Review: 300 (2007)
Frank Miller’s nostalgic look back at a time when men were brainwashed by their government at an early age to think of nothing but dying in battle, and silly notions of free will and inner examination were rightly discarded as effeminate and weak. “300″ depicts a past time, a better time, where men with supernatural abs of marble chopped each other to pieces in the name of super-duper holier than though studliness, and said studliness was narrated over again in tedious, faux-Road Warrior mysticism.

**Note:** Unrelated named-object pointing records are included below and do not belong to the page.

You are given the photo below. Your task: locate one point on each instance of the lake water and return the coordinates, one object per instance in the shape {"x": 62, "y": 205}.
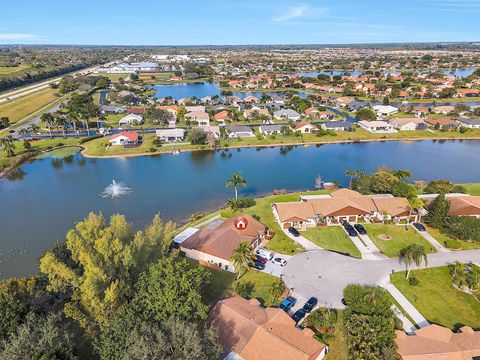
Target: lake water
{"x": 48, "y": 196}
{"x": 199, "y": 90}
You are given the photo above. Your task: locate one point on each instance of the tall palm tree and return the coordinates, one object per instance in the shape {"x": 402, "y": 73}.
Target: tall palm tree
{"x": 416, "y": 204}
{"x": 413, "y": 254}
{"x": 49, "y": 120}
{"x": 8, "y": 144}
{"x": 241, "y": 256}
{"x": 235, "y": 181}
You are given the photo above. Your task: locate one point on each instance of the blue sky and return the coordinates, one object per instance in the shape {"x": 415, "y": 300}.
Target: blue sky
{"x": 237, "y": 22}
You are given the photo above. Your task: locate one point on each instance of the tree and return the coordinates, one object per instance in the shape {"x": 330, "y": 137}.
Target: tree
{"x": 197, "y": 136}
{"x": 8, "y": 144}
{"x": 366, "y": 114}
{"x": 40, "y": 337}
{"x": 413, "y": 254}
{"x": 103, "y": 263}
{"x": 241, "y": 256}
{"x": 438, "y": 212}
{"x": 235, "y": 181}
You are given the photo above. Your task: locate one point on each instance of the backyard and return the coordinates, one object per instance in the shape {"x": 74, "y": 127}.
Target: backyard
{"x": 332, "y": 238}
{"x": 397, "y": 237}
{"x": 437, "y": 299}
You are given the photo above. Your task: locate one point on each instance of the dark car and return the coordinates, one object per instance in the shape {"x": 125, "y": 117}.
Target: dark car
{"x": 288, "y": 303}
{"x": 299, "y": 315}
{"x": 293, "y": 231}
{"x": 419, "y": 226}
{"x": 310, "y": 304}
{"x": 260, "y": 259}
{"x": 361, "y": 230}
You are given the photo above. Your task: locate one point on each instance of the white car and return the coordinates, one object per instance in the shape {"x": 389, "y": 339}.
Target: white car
{"x": 279, "y": 261}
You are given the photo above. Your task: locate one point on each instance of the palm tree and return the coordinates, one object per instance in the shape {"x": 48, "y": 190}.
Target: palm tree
{"x": 235, "y": 181}
{"x": 413, "y": 254}
{"x": 416, "y": 204}
{"x": 241, "y": 256}
{"x": 8, "y": 144}
{"x": 49, "y": 120}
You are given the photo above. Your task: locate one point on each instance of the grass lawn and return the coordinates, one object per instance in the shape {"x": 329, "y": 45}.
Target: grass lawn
{"x": 332, "y": 238}
{"x": 450, "y": 242}
{"x": 20, "y": 108}
{"x": 437, "y": 299}
{"x": 400, "y": 238}
{"x": 472, "y": 188}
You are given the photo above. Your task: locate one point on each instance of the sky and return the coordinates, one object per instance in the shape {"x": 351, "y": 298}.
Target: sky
{"x": 237, "y": 22}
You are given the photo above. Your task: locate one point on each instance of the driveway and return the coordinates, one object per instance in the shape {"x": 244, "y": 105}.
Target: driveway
{"x": 324, "y": 274}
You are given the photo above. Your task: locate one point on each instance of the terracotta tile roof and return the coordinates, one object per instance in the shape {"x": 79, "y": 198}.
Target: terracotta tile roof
{"x": 437, "y": 342}
{"x": 258, "y": 333}
{"x": 223, "y": 240}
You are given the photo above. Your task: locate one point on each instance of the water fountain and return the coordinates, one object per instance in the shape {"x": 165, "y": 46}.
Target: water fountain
{"x": 115, "y": 190}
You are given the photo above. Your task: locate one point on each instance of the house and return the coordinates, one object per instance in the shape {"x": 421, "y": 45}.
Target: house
{"x": 222, "y": 117}
{"x": 384, "y": 110}
{"x": 131, "y": 119}
{"x": 469, "y": 123}
{"x": 437, "y": 342}
{"x": 252, "y": 332}
{"x": 239, "y": 131}
{"x": 342, "y": 205}
{"x": 125, "y": 138}
{"x": 200, "y": 117}
{"x": 170, "y": 135}
{"x": 377, "y": 126}
{"x": 287, "y": 114}
{"x": 215, "y": 247}
{"x": 406, "y": 124}
{"x": 272, "y": 129}
{"x": 305, "y": 127}
{"x": 336, "y": 125}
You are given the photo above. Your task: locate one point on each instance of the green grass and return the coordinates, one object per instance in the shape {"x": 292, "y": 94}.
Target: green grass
{"x": 472, "y": 188}
{"x": 332, "y": 238}
{"x": 400, "y": 238}
{"x": 437, "y": 299}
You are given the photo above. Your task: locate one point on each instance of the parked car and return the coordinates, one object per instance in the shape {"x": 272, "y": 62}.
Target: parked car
{"x": 361, "y": 230}
{"x": 260, "y": 259}
{"x": 299, "y": 315}
{"x": 288, "y": 303}
{"x": 293, "y": 231}
{"x": 280, "y": 261}
{"x": 419, "y": 226}
{"x": 310, "y": 304}
{"x": 264, "y": 253}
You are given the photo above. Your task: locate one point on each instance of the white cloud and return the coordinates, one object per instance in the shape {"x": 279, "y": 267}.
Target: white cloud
{"x": 293, "y": 13}
{"x": 18, "y": 37}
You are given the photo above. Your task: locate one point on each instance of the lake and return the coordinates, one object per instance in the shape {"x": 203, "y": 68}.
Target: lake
{"x": 46, "y": 197}
{"x": 199, "y": 90}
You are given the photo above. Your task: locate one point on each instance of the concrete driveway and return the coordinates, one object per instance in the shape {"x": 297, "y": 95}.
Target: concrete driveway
{"x": 324, "y": 274}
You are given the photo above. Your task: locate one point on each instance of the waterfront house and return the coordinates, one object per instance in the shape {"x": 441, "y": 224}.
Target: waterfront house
{"x": 287, "y": 114}
{"x": 342, "y": 205}
{"x": 377, "y": 126}
{"x": 438, "y": 342}
{"x": 304, "y": 127}
{"x": 215, "y": 247}
{"x": 170, "y": 135}
{"x": 131, "y": 119}
{"x": 250, "y": 331}
{"x": 239, "y": 131}
{"x": 272, "y": 129}
{"x": 125, "y": 138}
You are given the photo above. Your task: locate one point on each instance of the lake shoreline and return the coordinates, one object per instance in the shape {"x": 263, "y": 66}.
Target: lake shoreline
{"x": 324, "y": 142}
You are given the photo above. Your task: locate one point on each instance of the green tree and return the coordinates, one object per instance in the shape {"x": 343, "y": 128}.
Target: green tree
{"x": 106, "y": 261}
{"x": 235, "y": 181}
{"x": 242, "y": 254}
{"x": 413, "y": 254}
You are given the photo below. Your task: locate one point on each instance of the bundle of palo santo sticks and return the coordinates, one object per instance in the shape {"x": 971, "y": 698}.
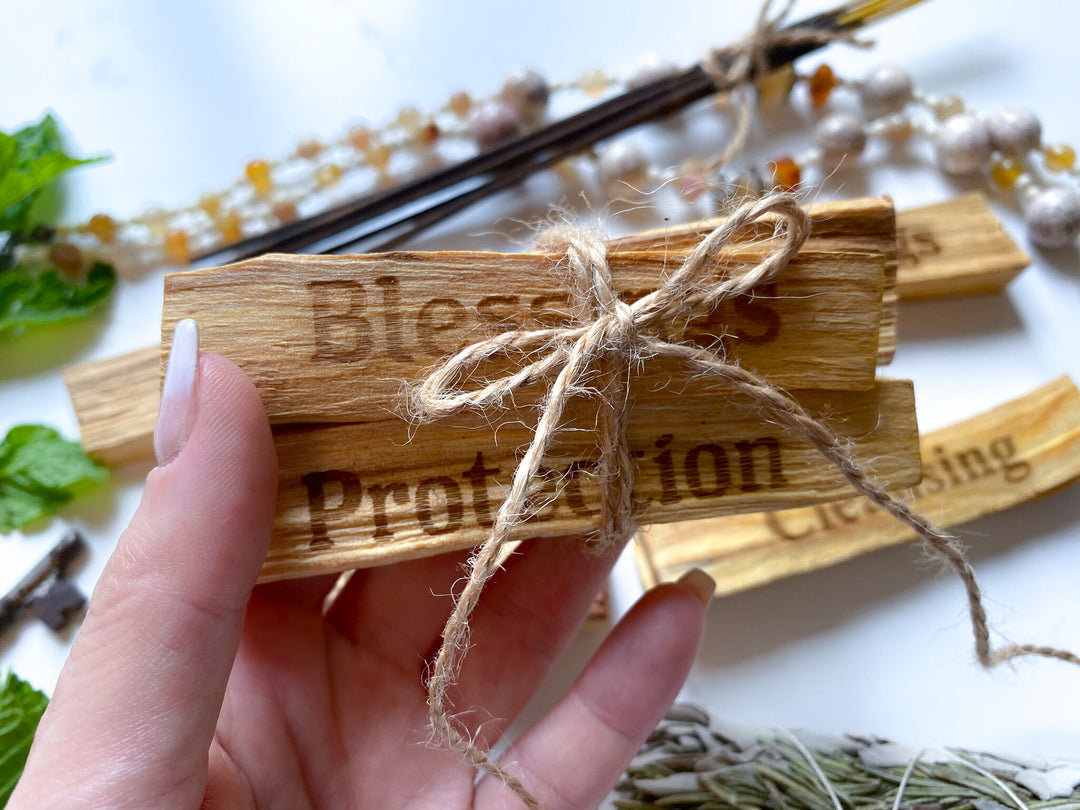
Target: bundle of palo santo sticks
{"x": 329, "y": 341}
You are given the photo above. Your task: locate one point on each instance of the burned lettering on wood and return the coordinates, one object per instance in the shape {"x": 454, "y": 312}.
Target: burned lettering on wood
{"x": 437, "y": 505}
{"x": 943, "y": 469}
{"x": 356, "y": 322}
{"x": 915, "y": 245}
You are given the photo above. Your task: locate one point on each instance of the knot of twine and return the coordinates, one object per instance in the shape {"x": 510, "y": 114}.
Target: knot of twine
{"x": 595, "y": 355}
{"x": 737, "y": 67}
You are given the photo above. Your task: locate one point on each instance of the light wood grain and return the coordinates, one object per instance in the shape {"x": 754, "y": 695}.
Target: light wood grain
{"x": 333, "y": 338}
{"x": 1007, "y": 456}
{"x": 116, "y": 401}
{"x": 370, "y": 494}
{"x": 866, "y": 225}
{"x": 955, "y": 247}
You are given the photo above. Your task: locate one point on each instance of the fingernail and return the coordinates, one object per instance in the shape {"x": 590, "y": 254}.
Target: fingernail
{"x": 701, "y": 583}
{"x": 177, "y": 412}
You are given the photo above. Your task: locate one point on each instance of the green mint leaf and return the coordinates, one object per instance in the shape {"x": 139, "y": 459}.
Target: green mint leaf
{"x": 40, "y": 471}
{"x": 21, "y": 710}
{"x": 30, "y": 159}
{"x": 31, "y": 299}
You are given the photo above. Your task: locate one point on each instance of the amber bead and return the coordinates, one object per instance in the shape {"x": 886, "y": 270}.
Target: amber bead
{"x": 409, "y": 119}
{"x": 777, "y": 86}
{"x": 1060, "y": 158}
{"x": 428, "y": 135}
{"x": 378, "y": 156}
{"x": 309, "y": 149}
{"x": 327, "y": 175}
{"x": 66, "y": 257}
{"x": 785, "y": 174}
{"x": 1004, "y": 172}
{"x": 460, "y": 104}
{"x": 258, "y": 175}
{"x": 176, "y": 247}
{"x": 211, "y": 203}
{"x": 284, "y": 212}
{"x": 103, "y": 227}
{"x": 229, "y": 226}
{"x": 360, "y": 137}
{"x": 821, "y": 84}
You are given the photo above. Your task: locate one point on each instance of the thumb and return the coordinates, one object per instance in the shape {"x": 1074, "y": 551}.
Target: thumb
{"x": 135, "y": 709}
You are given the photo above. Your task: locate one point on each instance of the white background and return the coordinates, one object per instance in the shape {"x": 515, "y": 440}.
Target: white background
{"x": 184, "y": 94}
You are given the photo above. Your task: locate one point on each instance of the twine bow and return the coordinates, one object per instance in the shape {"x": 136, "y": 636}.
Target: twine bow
{"x": 595, "y": 355}
{"x": 736, "y": 67}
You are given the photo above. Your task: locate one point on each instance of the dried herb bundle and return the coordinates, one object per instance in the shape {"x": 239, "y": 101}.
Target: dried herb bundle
{"x": 694, "y": 761}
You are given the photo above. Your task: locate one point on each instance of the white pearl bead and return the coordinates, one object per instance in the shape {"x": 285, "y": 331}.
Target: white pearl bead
{"x": 946, "y": 107}
{"x": 1053, "y": 217}
{"x": 651, "y": 68}
{"x": 1014, "y": 130}
{"x": 963, "y": 145}
{"x": 839, "y": 137}
{"x": 526, "y": 92}
{"x": 886, "y": 90}
{"x": 622, "y": 165}
{"x": 494, "y": 123}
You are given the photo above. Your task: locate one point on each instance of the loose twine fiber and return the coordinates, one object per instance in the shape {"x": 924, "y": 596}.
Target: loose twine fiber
{"x": 595, "y": 356}
{"x": 606, "y": 342}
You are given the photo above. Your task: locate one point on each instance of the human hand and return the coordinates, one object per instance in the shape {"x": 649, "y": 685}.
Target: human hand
{"x": 186, "y": 688}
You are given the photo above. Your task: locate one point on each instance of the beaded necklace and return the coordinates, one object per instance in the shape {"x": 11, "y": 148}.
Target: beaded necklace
{"x": 1003, "y": 146}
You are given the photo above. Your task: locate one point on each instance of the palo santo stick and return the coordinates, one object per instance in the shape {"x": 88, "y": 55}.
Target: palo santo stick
{"x": 116, "y": 401}
{"x": 955, "y": 247}
{"x": 1003, "y": 457}
{"x": 372, "y": 494}
{"x": 333, "y": 338}
{"x": 867, "y": 225}
{"x": 958, "y": 243}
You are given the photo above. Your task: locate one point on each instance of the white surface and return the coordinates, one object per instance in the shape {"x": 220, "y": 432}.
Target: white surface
{"x": 183, "y": 94}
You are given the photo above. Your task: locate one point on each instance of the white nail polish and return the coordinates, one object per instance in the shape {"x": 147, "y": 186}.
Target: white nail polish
{"x": 177, "y": 410}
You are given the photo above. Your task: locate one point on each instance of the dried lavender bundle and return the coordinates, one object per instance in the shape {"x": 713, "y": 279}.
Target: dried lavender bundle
{"x": 696, "y": 761}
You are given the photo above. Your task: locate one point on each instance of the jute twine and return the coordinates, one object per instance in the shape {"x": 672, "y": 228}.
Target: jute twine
{"x": 734, "y": 68}
{"x": 607, "y": 341}
{"x": 595, "y": 355}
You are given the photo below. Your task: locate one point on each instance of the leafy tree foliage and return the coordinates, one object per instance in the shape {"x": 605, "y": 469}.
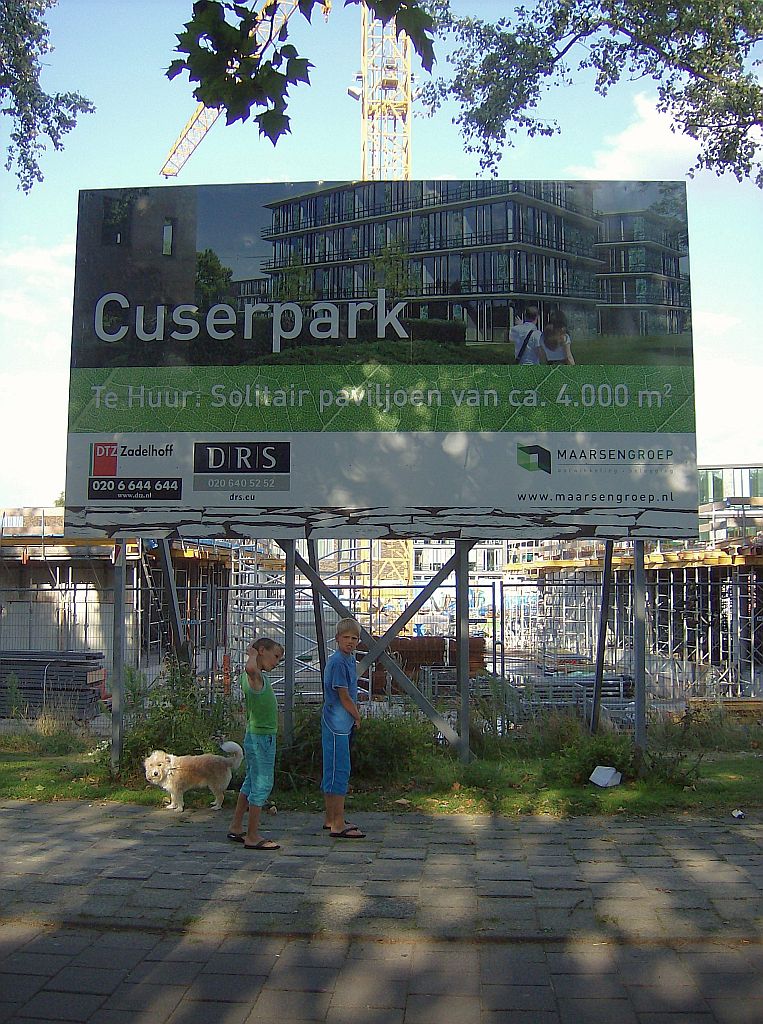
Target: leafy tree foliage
{"x": 702, "y": 54}
{"x": 35, "y": 115}
{"x": 212, "y": 280}
{"x": 242, "y": 57}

Hail Sparta!

Frank Miller is not untalented, his work (Sin City, The Dark Knight Returns) is largely steeped in ridiculous cliches most would discard before they’ve left adolescence, but there’s a fever to his work, a current of emasculated male outrage, pure, unchecked by anything sensible or PC, that is hard to forget or discount, he’s pure id.
Unfortunately the talented director, Zack Snyder (Dawn of the Dead 2004) feels the need to inflate this orgy to 2 hours with a lot of post-Braveheart, Gladiator, insert-your-favorite-beefcake-dies-for-his-right-to-be-beefy-tract-here hooey: the shots of wheat blowing in the wind, boring political intrigue on the home front, and that same lame orchestral score that’s been passed around these movies for five years. It’s dispiriting, and it pulls you away from 300’s one honest attribute: kinetic beheading of man and monster.